Belkıs Acar makalesinde; yöre halkı ve köy muhtarından edindiği bilgilere göre köyün 1960 nüfus sayımında 770 nüfuslu 183 haneden oluştuğunu belirtmekte ve köyün tarihi ve coğrafi özelliklerinden bahsetmektedir. Cicim seccadelerin üzerindeki motiflerin kaynağını köyün tarihi ile ilişkilendirerek değerlendirmektedir.[13]

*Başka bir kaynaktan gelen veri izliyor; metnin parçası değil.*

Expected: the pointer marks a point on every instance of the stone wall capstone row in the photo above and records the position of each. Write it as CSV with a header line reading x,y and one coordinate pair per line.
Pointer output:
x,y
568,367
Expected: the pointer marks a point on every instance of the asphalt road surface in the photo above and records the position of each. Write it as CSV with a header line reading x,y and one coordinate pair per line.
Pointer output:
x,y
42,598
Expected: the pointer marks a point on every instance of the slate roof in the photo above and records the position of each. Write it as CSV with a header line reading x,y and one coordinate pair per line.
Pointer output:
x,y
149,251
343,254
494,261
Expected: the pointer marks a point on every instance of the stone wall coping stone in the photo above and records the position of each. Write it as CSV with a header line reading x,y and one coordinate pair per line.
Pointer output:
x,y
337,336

Köyün dokumacılık geleneği tarihi kadar eskilere dayanmaktadır. Konya ve çevresinin dokuma gelenek ve kültüründen hem etkilenmiş hem de köye özgü desen anlayışı ile diğer yörelere kaynaklık etmiştir. Küçükmuhsine köyü cicim dokumalarının yanında halı örnekleri ile tanınmaktadır.

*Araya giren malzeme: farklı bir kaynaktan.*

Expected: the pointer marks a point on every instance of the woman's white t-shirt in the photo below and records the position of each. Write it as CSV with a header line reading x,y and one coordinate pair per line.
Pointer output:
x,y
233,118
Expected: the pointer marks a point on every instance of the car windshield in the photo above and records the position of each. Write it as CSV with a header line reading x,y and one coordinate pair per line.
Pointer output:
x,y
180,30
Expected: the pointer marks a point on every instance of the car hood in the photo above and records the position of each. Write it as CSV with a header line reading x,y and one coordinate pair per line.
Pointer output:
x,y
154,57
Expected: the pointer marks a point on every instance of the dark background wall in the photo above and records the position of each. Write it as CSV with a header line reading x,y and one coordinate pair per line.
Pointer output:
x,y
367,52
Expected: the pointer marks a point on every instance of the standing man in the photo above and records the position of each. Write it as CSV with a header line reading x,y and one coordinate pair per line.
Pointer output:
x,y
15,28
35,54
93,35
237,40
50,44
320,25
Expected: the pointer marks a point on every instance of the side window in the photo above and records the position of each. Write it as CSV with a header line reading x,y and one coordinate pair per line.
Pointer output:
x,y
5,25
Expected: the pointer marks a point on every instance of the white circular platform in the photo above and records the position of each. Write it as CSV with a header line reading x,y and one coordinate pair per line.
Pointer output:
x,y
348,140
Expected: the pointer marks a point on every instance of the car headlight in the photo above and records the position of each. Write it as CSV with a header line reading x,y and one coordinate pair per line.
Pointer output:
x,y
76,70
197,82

Küçükmuhsine halılarının çözgü, atkı ve ilmelerinde yün iplik kullanılmıştır. Halılarda Türk düğüm tekniği kullanılmıştır. Halılar kaba ve orta kalitede dokunmuştur. Halılarda canlı renkler, geometrik ve bitkisel motifler tercih edilmiştir. Küçükmuhsine seccade halılarında tek yönlü mihraplı kompozisyon düzeninde dokunmuştur. Bazı örneklerinin mihraptan sakan kandil motifi yer alırken bazı örneklerinde küçük göbekler yer alır. (Fotoğraf 1-2)


Taban halılarının kompozisyon ve motif özellikleri; Sille, Derbent, Başakavak halılarına benzerlik göstermektedir. Halılar çift olarak dokunur ve odanın tamamını kaplayacak büyüklüktedir. Kırmızı renkli zemin üzerinde üç adet göbek yer alır. (Fotoğraf 3) Yatak halıları Halının zemininde iki sekizgen göbek yer alır. Halının bir geniş, iki ince kenar suyu vardır. Bu düzenle Nuzumla yatak halılarına benzemektedir. (Fotoğraf 4)


Bu halıların yanında küçük boyutlu yastık, heybe ve torba çeşitlerinde kendi ihtiyaçları için ürünler dokumuşlardır. Makaleye konu seçilen cicim yaygılar 2004 yılında köye yaptığımız ilk ziyarette dokunmadığı tespit edilmekle birlikte birkaç evde yöre halısının dokunduğu görülmüştür.

Küçükmuhsine köyünde dokumacılık günümüzde devam etmemektedir. Yöre halkı 30-35 yıl öncesine kadar köyde 10-15 evde ıstar bulunduğunu ve halı dokuduklarını belirtmektedirler. Bu güne ulaşan halı ve cicimler yerel halkın çeyiz kültürü çevresinde koruduğu örneklerdir. Halıların yoğun şekilde dokunduğu dönemde yöre kadınlarının bu halılarla aile bütçesine gelir sağladığı bilinmektedir.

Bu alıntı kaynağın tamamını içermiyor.